You woke up today, and I know exactly what happened without even having turned on the surveillance cameras I have so stealthily installed on your computer. You opened your eyes, glanced at the clock radio, and wondered aloud... what have I become? Where is my life going? And why I am I not ingesting some vintage Jazz-Rock from Finland today?
I don't often post pics of Scandinavian hippies holding cats, but when I do, I accompany them with 40 minutes of smokin' playing (including word association games in other languages) and high-energy fusion footage from one of the foremost exponents of such sumptuously spankin' sounds.
Yes, folks, this page gets so black and white sometimes. Jazz heroes and Rock stars, how homogenous, huh? Always Americans and Brits, totally skewed in favor of English speaking countries. How do you stand it? Sometimes I myself nod out during writing these things. The cure for insomnia, and in FLAC format no less so you get those high-resolution, lossless snores.
So it's in the spirit of diversification -- or at least of the ability not to put everyone into a coma with Creedence Caucasian Revivals and polemics about how the porcine purveyors of phony pulchritude-for-profit paid the players in powder (oh, pshaw!) -- that I bring you today's fantastic Finnish fare.
You might not know the name of Jukka Tolonen, but he is one of my favorite guitar players and certainly one of the finest living axemeisters currently inhaling oxygen and expelling carbon dioxide.
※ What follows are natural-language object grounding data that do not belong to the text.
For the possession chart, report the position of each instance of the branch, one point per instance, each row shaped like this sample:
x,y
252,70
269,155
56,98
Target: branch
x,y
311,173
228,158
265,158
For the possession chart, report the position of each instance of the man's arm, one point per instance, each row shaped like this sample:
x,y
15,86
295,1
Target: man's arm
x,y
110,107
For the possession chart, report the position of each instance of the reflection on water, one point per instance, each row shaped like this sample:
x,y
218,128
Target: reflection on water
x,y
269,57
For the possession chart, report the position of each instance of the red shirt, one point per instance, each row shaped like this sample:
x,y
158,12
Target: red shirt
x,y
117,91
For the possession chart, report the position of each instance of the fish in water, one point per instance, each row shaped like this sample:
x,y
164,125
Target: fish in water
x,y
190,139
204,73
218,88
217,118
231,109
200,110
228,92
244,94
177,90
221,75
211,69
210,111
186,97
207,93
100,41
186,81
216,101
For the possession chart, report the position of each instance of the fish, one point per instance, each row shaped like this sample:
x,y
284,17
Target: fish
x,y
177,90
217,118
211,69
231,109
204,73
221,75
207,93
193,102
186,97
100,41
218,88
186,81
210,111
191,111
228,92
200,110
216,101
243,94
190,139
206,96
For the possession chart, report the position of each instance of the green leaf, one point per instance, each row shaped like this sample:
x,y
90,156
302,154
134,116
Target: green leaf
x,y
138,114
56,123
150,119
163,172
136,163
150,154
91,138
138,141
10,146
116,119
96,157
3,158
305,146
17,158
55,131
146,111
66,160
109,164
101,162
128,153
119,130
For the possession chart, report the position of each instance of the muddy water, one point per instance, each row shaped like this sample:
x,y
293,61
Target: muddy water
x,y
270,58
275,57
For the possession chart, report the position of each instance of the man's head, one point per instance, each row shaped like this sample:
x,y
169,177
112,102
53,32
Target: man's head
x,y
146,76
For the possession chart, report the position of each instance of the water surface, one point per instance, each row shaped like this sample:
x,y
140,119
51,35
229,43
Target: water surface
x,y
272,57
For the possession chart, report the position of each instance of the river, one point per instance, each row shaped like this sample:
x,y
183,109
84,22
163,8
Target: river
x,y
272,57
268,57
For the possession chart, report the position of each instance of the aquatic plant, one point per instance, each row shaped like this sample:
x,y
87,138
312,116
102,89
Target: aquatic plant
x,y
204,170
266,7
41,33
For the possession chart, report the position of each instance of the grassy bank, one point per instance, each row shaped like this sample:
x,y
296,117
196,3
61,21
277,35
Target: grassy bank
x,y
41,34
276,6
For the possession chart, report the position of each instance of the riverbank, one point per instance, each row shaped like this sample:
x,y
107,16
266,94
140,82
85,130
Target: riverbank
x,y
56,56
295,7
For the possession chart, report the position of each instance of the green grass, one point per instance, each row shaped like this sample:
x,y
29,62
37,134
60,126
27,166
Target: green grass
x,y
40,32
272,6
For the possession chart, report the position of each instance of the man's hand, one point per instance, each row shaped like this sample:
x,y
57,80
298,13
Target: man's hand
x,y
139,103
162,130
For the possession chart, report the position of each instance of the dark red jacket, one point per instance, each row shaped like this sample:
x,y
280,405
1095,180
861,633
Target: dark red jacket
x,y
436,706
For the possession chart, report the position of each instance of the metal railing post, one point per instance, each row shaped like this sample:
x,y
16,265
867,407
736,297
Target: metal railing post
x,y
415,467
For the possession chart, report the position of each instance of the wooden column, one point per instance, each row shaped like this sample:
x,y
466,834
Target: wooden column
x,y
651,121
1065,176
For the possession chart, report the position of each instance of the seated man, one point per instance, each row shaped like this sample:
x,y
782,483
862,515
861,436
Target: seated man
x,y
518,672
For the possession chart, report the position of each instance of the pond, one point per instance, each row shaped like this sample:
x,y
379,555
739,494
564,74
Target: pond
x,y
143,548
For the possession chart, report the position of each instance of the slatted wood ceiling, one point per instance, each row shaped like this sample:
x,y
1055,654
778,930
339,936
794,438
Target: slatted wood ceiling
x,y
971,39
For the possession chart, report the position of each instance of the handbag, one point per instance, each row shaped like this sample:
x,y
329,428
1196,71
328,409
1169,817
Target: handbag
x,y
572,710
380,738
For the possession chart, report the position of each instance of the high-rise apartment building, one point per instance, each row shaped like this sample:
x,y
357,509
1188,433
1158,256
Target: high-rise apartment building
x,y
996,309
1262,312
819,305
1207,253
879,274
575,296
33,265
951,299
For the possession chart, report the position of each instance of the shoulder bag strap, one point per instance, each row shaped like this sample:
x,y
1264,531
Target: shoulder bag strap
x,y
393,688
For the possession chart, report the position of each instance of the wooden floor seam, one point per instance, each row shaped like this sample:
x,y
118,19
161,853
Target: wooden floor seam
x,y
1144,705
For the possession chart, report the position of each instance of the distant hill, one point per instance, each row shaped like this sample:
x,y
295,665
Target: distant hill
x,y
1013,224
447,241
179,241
From his time as the star of Scandinavian Prog Rockers Tasavallan Presidentti ("President of the Republic") to Wigwam to his leadership of some of the most incendiary fusion ensembles of any nationality, his reputation precedes him in parts of the world not named "America".
This little film of his band will surely hip the uninitiated. It dates from 43 years ago today and consists of a PAL DVD -- sourced from a 2008 digital rebroadcast -- of Team Tolonen tearing up a set in front of an appreciative outdoor audience in what looks like an idyllic, picturesque place.
It comes from the 1972 Pori Jazz Festival and was originally shot for a Finland TV special on the man. He and his quartet blaze through a number of Mahavishnu-meets-Trad-Gras-och-Stenar (now there's a future post to make y'all go "Just who in the actual fuck are these dudes?!?") instrumental pieces that go through all sorts of dynamic and rhythmic changes on their respective journeys. It ends up sounding like a sort of Miles-Live-and-Evil funkfest crossed with a Progressive Rock-ish, pastoral edge -- complete with stellar close-ups of Jukka's vintage Cry-Baby wah-wah pedal -- and if you love those kinds o'music, you really do need to get a-clickin' on the link below. That's real talk. Or puhua todellinen. There, I said it.
Jukka Tolonen Quartet
Pori Jazz Festival
Kirjurinluoto
Pori, Finland
7.16.1972
01 Interview, part 1
02 Mountains
03 Last Night
04 Interview, part 2
05 Rambling
06 Interview, part 3
07 encore applause
08 Impressions of East
Total time: 39:54
Jukka Tolonen - guitar
Pekka Pöyry - saxophone, flute, percussion
Heikki Virtanen - bass guitar
Reino Laine - drums
Pori Jazz Festival
Kirjurinluoto
Pori, Finland
7.16.1972
01 Interview, part 1
02 Mountains
03 Last Night
04 Interview, part 2
05 Rambling
06 Interview, part 3
07 encore applause
08 Impressions of East
Total time: 39:54
Jukka Tolonen - guitar
Pekka Pöyry - saxophone, flute, percussion
Heikki Virtanen - bass guitar
Reino Laine - drums
B&W PAL DVD from a 2008 digital rebroadcast
1.00 GB/July 2015 archive link
Watch out for the horn player, the astonishing Pekka Pöyry, in this... he is burning it down whenever he puts the reed in his mouth, and spends the moments he isn't doing that smacking a cowbell around like it owes Christopher Walken money. Of course Jukka -- who in the years since he was fronting the Finnish version of Return to Forever has become born-again and a primary purveyor of Christian music -- shreds and caresses his (I think) Gibson L-5 for the duration. It's a serious burner -- I wouldn't have put up such an obscure nugget if the music featured wasn't at the "incinerating" end of the "blazing" spectrum -- recorded this day in 1972, and therefore at least a couple of years before this kind of music started its slow, shark-jumping decline into the all-frets-no-feelings noodlefest a lot of it became. So have at it and enjoy. I'll be back tomorrow with yet another PAL DVD of something I think you might actually recognize! :-P--J.